An Ontario judge has thwarted B.C. billionaire Weihong Liu's ambitious plan to acquire 25 Hudson's Bay leases for a new department store. The ruling marks the end of a protracted dispute involving prominent real estate firms and leaves Liu's company's financial viability and business strategy under scrutiny.
Key Takeaways
- Ontario Superior Court Justice Peter Osborne ruled Liu's business plan "deficient" and her company's assessment of lease obligations inadequate.
- The court found Liu's $375-million equity commitment insufficient to fund the new department store and deemed the financial projections unreasonable.
- Liu, who plans to appeal, expressed feelings of hurt and questioned the fairness of the court's decision.
- Concerns were raised about the lack of retail experience within Liu's senior management team.
Court's Decision and Reasoning
Ontario Superior Court Justice Peter Osborne delivered a decisive blow to Weihong Liu's attempt to take over 25 Hudson's Bay leases. The judge cited a "deficient" business plan and found that Liu's company "fell well short of a reasonable standard" in evaluating its capacity to meet the lease obligations. Osborne agreed with landlords that Liu's $375-million equity commitment was unlikely to adequately fund the proposed new department store. Furthermore, the projected financial outlook was deemed unreasonable, with the business plan described as "high-level and conceptual," lacking a deep understanding of the required work and associated costs.
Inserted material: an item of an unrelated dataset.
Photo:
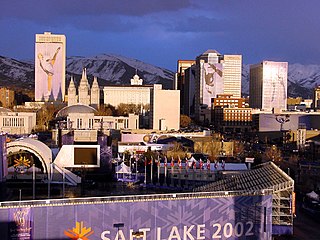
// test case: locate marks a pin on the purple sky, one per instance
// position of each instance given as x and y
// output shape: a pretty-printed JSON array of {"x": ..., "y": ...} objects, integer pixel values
[{"x": 160, "y": 32}]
The Transaction and Liu's Ambitions
The court order signifies the failure of Hudson's Bay's effort to transfer its leases to Liu, the chairwoman of mall owner Central Walk. This transaction, valued at $69 million, was part of Hudson's Bay's strategy to recoup over $1 billion in debt for its creditors. Liu, a self-made entrepreneur who immigrated from China, had previously acquired three malls in British Columbia that housed Hudson's Bay stores. In June, she paid $6 million to secure the leases as part of Hudson's Bay's real estate asset sale.
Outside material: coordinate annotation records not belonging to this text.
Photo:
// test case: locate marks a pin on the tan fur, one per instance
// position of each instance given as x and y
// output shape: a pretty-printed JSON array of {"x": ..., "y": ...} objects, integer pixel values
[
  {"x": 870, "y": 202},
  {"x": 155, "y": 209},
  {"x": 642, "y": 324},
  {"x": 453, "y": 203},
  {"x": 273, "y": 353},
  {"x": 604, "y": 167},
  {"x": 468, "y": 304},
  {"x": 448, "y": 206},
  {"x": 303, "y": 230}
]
Liu's Reaction and Appeal Plans
In a statement to The Star, Liu declared her intention to appeal the ruling, expressing feelings of hurt and confusion. "I obviously don't understand and feel hurt, so why did we have to buy those three stores ourselves? Either HBC committed fraud, or the court was unfair," she stated. An appeal would necessitate the backing of Hudson's Bay, despite creditors accusing the retailer of mismanaging funds on Liu's deal, thereby reducing potential recoveries on their outstanding debt.
Concerns Over Management Experience
Justice Osborne also voiced concerns regarding the limited experience of Liu's senior management team. He noted that some key members, including CEO Linda Qin, who was previously a real estate agent, lack a proven track record in the retail sector. The incomplete efforts to hire former Hudson's Bay executives and managers further contributed to the judge's assessment. "The overall lack of experience at the leadership level represents a significant risk to the operational viability of launching and managing 25 large department stores in the contemplated timeline," Osborne wrote.
Liu, however, dismissed the judge's comments on experience, suggesting that extensive experience can sometimes hinder innovation. "Those with experience often become a barrier to innovation. How can you know I won't succeed if you don't let me try?" she remarked.